If they can get it on the ballot and voters agree, the petition would add 3 percent to the gross gaming revenue tax now paid by casinos making more than $1 million a month. That would raise their tax rate from 6.75 percent to 9.75 percent, which association President Lynne Warne said still is one of the lowest rates in the world.
The petition is similar to one filed by NSEA in 2001. But it contained a different tax: a 4 percent tax on the profits of all Nevada businesses making more than $50,000 a year with the money dedicated to public schools.
That question was taken off the ballot by the Nevada Supreme Court for violating the law confining an initiative petition to one subject. Ironically, Shearing, who retired to become a senior judge at the end of 2004, was a member of the Supreme Court at that time and voted with the majority to take that question off the ballot.
The new petition is being challenged on the same grounds as the 2001 petition: That it covers more than one subject area and that it’s brief introductory “Explanation of Effect” is misleading and doesn’t match what the actual petition would do if added to the Constitution.
The petition contains language that attempts to prevent the state from “backing out” some of the $250 million by requiring they put at least as much general fund money into school budgets as in the previous budget cycle.
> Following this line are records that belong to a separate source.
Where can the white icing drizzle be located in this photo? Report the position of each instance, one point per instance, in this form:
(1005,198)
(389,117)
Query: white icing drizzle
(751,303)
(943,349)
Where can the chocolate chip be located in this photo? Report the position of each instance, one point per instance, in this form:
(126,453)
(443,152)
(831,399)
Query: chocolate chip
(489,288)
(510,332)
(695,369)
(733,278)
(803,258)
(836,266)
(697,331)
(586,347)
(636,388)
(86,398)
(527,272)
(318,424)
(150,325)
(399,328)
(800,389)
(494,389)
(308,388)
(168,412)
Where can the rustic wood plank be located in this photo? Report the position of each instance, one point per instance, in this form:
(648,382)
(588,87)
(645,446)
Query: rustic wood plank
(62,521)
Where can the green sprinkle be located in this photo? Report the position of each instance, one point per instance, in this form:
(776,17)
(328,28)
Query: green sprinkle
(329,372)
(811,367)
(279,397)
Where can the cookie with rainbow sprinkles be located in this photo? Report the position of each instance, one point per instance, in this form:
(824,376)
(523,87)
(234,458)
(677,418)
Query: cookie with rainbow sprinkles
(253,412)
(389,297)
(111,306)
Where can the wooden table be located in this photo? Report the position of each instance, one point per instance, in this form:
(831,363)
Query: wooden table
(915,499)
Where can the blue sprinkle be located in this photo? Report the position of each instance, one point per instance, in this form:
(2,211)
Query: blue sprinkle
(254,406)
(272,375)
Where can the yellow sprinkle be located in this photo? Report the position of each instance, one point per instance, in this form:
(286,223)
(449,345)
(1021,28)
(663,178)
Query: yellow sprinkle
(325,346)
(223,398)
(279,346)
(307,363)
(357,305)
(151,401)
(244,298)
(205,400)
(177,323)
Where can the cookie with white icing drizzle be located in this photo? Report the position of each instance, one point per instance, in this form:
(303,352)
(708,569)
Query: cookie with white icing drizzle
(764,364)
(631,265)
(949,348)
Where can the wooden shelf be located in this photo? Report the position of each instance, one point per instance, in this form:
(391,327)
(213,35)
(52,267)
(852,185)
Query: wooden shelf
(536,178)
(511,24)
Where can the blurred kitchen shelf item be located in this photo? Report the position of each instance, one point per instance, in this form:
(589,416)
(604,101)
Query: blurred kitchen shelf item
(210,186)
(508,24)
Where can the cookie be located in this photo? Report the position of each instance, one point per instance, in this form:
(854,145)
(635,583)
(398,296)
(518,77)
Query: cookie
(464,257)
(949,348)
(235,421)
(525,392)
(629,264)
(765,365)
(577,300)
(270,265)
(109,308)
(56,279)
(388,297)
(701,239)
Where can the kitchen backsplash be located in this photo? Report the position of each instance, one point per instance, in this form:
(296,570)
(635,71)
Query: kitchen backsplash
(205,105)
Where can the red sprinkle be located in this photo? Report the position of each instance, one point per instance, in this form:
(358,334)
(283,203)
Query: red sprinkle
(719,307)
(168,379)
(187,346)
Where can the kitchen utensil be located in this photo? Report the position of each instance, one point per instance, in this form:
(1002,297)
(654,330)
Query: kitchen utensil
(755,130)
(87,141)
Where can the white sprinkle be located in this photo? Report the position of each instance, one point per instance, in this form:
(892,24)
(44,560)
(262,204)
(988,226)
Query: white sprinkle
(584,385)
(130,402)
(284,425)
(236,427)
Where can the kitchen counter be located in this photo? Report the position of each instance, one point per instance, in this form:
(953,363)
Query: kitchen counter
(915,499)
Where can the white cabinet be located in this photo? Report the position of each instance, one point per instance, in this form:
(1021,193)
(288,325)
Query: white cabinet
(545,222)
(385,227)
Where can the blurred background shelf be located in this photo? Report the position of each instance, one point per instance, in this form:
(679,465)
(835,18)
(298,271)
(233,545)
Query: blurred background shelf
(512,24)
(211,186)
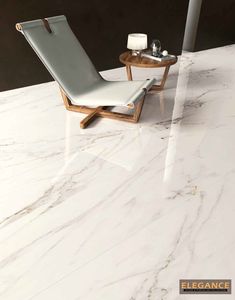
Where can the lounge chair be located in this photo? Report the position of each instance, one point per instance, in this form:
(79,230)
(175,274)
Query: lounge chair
(82,87)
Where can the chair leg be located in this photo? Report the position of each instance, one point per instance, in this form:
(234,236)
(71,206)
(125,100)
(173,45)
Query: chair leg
(100,111)
(89,118)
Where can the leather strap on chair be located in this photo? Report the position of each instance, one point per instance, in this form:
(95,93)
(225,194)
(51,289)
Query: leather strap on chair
(47,26)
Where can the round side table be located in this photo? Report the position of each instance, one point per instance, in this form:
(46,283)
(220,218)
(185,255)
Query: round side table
(129,60)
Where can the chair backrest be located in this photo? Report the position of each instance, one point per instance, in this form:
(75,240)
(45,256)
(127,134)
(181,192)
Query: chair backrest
(61,53)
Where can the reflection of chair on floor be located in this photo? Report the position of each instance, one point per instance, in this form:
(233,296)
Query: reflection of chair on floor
(83,89)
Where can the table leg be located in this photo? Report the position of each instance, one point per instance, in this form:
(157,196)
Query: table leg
(129,73)
(159,87)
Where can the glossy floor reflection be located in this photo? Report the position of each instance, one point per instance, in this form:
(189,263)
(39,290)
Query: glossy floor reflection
(120,211)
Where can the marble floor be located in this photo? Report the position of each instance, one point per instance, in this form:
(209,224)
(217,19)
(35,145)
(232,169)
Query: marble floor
(120,211)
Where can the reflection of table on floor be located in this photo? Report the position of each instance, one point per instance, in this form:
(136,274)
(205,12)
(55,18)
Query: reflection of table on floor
(142,62)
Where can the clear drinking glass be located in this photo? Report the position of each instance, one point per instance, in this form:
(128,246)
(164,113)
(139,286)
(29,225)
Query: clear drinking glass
(156,48)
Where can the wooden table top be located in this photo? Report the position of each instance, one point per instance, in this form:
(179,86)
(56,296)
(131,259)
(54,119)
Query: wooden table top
(137,61)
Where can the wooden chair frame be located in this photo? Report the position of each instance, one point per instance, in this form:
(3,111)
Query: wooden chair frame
(103,112)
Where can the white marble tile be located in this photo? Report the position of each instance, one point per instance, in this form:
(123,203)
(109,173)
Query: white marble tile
(120,211)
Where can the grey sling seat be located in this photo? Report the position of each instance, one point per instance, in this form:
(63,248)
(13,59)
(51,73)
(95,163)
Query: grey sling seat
(83,89)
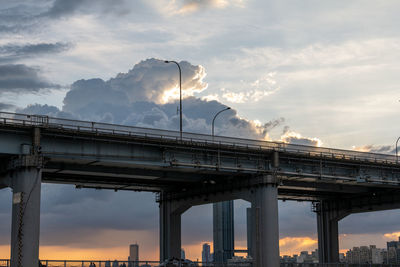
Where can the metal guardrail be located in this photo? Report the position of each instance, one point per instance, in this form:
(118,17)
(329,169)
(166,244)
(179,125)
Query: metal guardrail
(117,263)
(8,118)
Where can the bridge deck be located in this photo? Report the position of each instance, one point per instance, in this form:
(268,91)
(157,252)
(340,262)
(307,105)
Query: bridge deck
(101,155)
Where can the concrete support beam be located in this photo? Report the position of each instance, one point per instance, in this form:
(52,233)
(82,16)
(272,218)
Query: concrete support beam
(328,216)
(265,228)
(223,231)
(25,227)
(249,233)
(170,228)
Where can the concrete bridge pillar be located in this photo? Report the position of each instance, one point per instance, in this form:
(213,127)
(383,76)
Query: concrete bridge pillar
(264,220)
(170,228)
(328,216)
(26,185)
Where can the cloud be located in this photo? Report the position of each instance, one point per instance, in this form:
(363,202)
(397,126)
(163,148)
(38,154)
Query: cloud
(13,52)
(292,245)
(292,137)
(137,98)
(22,79)
(189,6)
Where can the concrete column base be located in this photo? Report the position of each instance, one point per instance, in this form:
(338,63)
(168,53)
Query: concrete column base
(170,228)
(25,227)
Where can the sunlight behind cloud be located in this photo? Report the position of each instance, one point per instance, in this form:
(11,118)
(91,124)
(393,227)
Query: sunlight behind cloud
(293,245)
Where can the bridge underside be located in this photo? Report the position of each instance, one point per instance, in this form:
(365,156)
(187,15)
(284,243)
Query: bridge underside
(192,172)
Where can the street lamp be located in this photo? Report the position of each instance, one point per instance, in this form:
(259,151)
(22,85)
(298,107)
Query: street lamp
(180,94)
(228,108)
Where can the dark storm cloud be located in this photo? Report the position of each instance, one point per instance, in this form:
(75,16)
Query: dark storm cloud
(17,16)
(20,78)
(5,106)
(11,52)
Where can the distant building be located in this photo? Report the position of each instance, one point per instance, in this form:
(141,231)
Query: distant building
(205,254)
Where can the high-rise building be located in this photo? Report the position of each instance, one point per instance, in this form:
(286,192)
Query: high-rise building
(223,231)
(206,254)
(134,254)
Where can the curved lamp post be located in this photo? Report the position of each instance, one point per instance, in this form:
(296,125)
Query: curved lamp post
(397,157)
(180,94)
(228,108)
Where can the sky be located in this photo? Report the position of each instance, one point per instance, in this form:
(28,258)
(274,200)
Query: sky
(322,73)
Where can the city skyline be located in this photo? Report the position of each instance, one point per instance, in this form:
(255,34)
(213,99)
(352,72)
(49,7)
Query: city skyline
(311,73)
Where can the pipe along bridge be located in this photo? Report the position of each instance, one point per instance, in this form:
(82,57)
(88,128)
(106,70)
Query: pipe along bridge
(193,170)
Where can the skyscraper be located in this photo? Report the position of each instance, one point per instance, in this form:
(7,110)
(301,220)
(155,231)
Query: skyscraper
(223,231)
(205,254)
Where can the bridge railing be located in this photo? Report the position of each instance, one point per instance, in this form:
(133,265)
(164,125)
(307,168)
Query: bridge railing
(106,128)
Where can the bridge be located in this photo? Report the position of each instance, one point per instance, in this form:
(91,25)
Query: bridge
(193,170)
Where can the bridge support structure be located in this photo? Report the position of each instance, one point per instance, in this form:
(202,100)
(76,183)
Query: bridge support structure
(328,216)
(263,196)
(170,228)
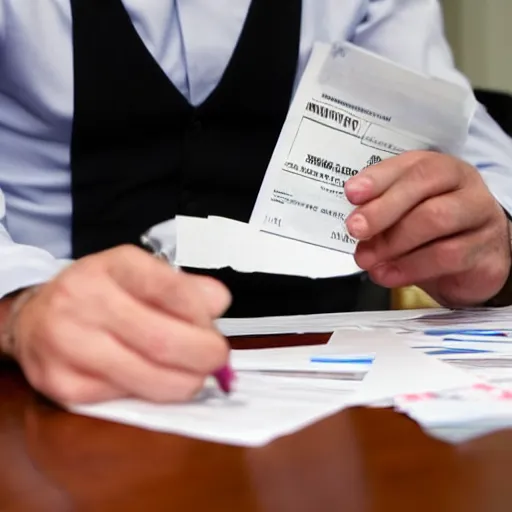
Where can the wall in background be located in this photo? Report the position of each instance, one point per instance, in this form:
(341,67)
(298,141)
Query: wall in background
(480,33)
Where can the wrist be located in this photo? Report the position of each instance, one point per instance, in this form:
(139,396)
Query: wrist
(10,309)
(504,297)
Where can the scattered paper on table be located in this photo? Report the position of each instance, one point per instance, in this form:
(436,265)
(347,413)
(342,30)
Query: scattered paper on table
(261,409)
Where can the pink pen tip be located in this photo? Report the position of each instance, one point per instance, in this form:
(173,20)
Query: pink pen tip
(225,377)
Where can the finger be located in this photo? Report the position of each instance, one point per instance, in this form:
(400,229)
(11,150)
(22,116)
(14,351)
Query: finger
(424,180)
(217,296)
(438,217)
(372,181)
(440,258)
(110,361)
(155,282)
(158,337)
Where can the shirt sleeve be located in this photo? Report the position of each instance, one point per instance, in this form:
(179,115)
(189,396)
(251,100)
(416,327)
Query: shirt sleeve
(411,32)
(23,265)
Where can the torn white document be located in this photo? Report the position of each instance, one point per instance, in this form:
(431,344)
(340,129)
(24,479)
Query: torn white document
(216,242)
(352,109)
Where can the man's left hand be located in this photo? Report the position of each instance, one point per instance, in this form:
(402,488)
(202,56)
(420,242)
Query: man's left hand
(429,220)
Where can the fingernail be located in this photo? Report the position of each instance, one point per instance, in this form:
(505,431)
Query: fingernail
(356,188)
(387,273)
(357,226)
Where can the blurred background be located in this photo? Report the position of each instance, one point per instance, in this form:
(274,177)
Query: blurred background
(480,32)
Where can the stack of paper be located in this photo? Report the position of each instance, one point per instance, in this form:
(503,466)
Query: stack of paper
(280,391)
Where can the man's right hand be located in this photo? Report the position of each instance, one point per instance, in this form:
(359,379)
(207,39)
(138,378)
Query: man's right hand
(121,324)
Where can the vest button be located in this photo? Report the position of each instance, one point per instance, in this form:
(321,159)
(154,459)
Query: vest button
(196,126)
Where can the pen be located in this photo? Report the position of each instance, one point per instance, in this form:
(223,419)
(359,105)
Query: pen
(468,332)
(225,377)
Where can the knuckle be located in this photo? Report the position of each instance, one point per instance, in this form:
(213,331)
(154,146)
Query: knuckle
(436,215)
(157,347)
(422,170)
(127,252)
(62,388)
(450,255)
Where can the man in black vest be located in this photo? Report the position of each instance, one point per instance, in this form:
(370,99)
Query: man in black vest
(138,114)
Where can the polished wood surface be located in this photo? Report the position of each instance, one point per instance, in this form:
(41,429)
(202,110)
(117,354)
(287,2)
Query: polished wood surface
(358,460)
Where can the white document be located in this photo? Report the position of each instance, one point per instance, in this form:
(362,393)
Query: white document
(261,409)
(399,369)
(310,324)
(352,109)
(216,242)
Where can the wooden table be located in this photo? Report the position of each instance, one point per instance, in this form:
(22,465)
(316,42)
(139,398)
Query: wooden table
(359,460)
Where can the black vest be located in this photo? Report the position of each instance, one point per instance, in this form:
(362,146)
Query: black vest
(141,154)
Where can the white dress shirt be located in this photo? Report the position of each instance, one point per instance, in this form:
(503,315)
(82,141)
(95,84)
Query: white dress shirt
(192,40)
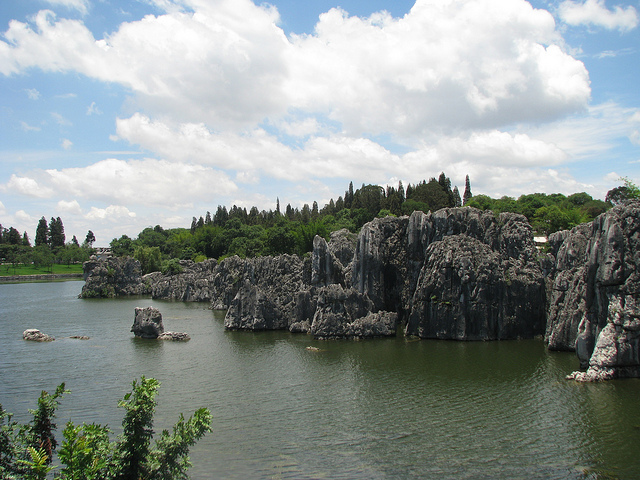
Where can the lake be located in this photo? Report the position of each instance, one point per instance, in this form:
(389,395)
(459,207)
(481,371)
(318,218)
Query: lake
(375,409)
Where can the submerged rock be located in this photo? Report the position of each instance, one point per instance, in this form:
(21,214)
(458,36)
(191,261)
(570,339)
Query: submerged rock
(175,336)
(35,335)
(147,323)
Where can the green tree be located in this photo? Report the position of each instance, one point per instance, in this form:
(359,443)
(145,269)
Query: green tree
(122,246)
(42,233)
(87,453)
(56,233)
(466,196)
(150,259)
(90,238)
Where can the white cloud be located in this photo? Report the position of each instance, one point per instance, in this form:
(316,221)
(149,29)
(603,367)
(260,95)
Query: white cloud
(228,65)
(80,5)
(595,12)
(28,128)
(71,207)
(112,213)
(61,120)
(26,186)
(147,182)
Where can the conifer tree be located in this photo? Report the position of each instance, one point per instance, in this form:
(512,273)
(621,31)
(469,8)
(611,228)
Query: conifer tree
(42,233)
(467,191)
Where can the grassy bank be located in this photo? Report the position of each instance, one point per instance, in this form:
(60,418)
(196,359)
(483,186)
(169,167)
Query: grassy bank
(56,269)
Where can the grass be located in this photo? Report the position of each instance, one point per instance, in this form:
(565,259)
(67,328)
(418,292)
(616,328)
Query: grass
(8,270)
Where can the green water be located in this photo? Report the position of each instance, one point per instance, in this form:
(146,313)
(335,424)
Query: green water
(389,408)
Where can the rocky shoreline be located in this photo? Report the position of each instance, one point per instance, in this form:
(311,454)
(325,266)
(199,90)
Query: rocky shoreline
(48,277)
(458,273)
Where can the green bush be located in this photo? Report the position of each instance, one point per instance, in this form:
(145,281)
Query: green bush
(27,451)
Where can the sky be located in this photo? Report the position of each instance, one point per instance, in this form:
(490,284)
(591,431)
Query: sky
(119,115)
Then it requires that amount be increased every budget cycle by enrollment and inflation.
The resort association argues that would break the Nevada Plan, which has been the system for funding public schools in the state for more than 40 years “and saddle the taxpayers with an ever escalating spending obligation year after year.”
They say the practical effect of that language is to take control over funding from lawmakers.
“The Legislature no longer has the discretion to determine the amount of state funds, if any, that are necessary to fund education,” it states.
“Instead, the Legislature is now required to spend a set amount of funds, even if local and federal funds are sufficient to meet the basic support guarantees set by the Legislature for each biennium.”
And the NRA argues the money per pupil isn’t equalized as it is under the Nevada plan, opening the state to potential lawsuits because of the difference that would create in funding between rich and poor counties.
NSEA argues the average tax paid by casinos around the world is more than 15 percent and that Nevada casinos, some of the most profitable on the planet, can afford the hike.
At the same time, she said when the petition was filed that Nevada’s per pupil funding is one of the nation’s lowest.
The association’s own Web site, however, puts average teacher pay in the middle with Nevada at 25th – about $43,000 a year.